Sodding Preston Dave! If he hadn’t been such a tosser she wouldn’t have drunk so much. She hardly ever got smashed. Sure, she liked a glass of wine or two in the evening. But she never normally drank the way she had last night.
If only she had said no to him.
If only she had dropped Tyler at school just a few minutes earlier.
So many damned
if onlys
.
Dead.
The cyclist was dead.
One instant he had been riding straight at her. He’d come out of nowhere. Now he was dead.
But she had not hit him, she was sure of that.
He was on the wrong fucking side of the road, for God’s sake! And now she was being blamed.

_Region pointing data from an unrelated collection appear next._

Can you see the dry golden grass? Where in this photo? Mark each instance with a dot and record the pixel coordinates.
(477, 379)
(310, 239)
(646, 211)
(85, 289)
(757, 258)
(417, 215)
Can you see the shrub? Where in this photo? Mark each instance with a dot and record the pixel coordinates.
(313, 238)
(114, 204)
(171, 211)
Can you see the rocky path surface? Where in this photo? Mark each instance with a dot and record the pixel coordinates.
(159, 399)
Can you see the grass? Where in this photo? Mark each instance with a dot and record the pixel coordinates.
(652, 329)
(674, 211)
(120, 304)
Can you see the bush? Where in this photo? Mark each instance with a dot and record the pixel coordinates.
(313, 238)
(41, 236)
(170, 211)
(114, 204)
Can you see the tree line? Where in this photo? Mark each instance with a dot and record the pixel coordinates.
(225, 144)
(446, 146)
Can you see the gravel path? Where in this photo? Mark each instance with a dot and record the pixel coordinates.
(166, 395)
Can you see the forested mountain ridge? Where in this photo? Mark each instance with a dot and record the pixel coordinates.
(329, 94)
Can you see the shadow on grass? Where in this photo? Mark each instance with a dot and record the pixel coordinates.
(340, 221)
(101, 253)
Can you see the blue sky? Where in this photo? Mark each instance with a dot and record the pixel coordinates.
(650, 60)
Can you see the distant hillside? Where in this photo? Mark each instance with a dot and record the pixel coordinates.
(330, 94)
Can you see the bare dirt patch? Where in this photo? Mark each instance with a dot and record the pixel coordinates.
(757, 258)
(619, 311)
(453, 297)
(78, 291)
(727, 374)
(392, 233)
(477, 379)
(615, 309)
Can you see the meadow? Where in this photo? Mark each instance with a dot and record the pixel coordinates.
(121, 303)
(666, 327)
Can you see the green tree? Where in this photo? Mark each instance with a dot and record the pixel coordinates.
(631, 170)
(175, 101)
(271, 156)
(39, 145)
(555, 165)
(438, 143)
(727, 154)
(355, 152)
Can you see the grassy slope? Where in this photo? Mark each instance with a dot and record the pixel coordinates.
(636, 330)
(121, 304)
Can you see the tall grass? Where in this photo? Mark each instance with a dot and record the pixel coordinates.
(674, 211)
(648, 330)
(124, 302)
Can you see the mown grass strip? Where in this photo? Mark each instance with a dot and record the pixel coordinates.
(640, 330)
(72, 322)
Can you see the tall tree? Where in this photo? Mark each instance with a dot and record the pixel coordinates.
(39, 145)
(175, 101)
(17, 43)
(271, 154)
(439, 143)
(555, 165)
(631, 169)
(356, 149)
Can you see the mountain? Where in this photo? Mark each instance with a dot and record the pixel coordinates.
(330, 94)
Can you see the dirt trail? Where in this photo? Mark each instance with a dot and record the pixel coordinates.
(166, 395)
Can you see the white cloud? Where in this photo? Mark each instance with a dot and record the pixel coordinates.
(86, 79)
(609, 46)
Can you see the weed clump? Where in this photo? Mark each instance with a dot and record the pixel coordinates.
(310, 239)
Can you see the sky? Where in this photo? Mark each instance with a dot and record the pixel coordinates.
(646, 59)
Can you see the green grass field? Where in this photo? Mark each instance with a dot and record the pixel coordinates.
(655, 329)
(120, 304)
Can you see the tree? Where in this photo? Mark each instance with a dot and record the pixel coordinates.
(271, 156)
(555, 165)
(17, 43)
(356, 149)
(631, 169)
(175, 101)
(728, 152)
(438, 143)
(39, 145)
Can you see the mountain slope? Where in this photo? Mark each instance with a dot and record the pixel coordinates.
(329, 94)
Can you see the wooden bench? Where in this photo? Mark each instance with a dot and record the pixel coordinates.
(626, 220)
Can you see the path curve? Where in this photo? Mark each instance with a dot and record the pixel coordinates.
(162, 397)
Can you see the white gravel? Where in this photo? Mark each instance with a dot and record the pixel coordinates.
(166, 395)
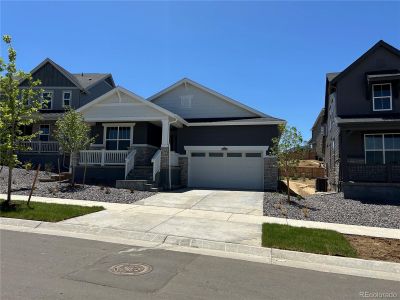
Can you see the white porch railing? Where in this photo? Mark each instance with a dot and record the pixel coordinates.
(103, 157)
(156, 161)
(174, 159)
(40, 146)
(129, 162)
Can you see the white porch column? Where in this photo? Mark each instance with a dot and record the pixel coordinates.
(165, 133)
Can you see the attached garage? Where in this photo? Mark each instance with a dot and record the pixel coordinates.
(229, 167)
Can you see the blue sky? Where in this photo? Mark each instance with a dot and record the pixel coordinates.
(269, 55)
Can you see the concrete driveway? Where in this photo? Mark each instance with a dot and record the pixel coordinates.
(225, 216)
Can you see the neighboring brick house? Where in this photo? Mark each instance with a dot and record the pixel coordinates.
(362, 120)
(317, 141)
(61, 89)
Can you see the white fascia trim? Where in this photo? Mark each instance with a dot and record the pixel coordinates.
(230, 123)
(208, 90)
(229, 148)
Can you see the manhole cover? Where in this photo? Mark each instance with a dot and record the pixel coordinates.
(131, 269)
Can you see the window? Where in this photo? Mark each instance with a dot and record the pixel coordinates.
(67, 95)
(44, 132)
(233, 154)
(186, 101)
(198, 154)
(118, 138)
(253, 154)
(48, 97)
(382, 96)
(215, 154)
(382, 148)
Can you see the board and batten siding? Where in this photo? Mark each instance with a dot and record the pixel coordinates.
(112, 109)
(203, 104)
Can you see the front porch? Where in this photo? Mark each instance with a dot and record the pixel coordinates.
(131, 135)
(370, 162)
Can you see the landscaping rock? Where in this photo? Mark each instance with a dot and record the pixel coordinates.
(333, 208)
(22, 181)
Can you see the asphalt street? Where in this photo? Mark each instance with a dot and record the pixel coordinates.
(35, 266)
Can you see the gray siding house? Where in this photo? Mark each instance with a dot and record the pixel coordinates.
(185, 135)
(317, 141)
(362, 120)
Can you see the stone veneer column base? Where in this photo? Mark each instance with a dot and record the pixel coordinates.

Suddenly her door opened. She saw a tall, thin man in a white shirt with black epaulettes. Standing next to him was the suave figure of one of the senior partners at her firm, Ken Acott.
Several of her colleagues said that the criminal lawyer reminded them of a younger Dustin Hoffman and at this moment he certainly looked like a movie star hero. With his short dark hair, sharp grey pinstripe suit and small black attaché case, he exuded an air of authority and confidence as he strode forward into the cell, the buckles of his Gucci loafers sparkling.
Acott had a well-deserved reputation as one of the best in the business. If anyone could sort out this mess she was in, he could.
Then the look of reassurance on his face cracked her up and, losing all her composure, she stumbled forward, towards him, her eyes welling with tears.
20
Shortly before 5 p.m., Roy Grace sat in his first-floor office in the Major Crime Branch of Sussex CID, sipping his mug of tea. It was almost stone cold, because he had been concentrating on searching on the Internet for anything he could find about Cleo’s condition.
He didn’t mind the tea, he was used to cold food and tepid drinks. Ever since he had joined the police force in his late teens, over twenty years ago, he had learned that getting anything to eat or drink at all was a luxury. If you were the kind of person who insisted on freshly ground coffee beans and healthy home cooking, you were in the wrong profession.
His mountain of paperwork seemed to grow of its own accord, as if it was some fast-breeding organism, and it seemed today that emails were pouring in faster than he could read them. But he was finding it hard to focus on anything other than Cleo. Since leaving the hospital this morning, he had made repeated calls to check. The ward sister was probably starting to think he was some kind of obsessive compulsive, but he didn’t care.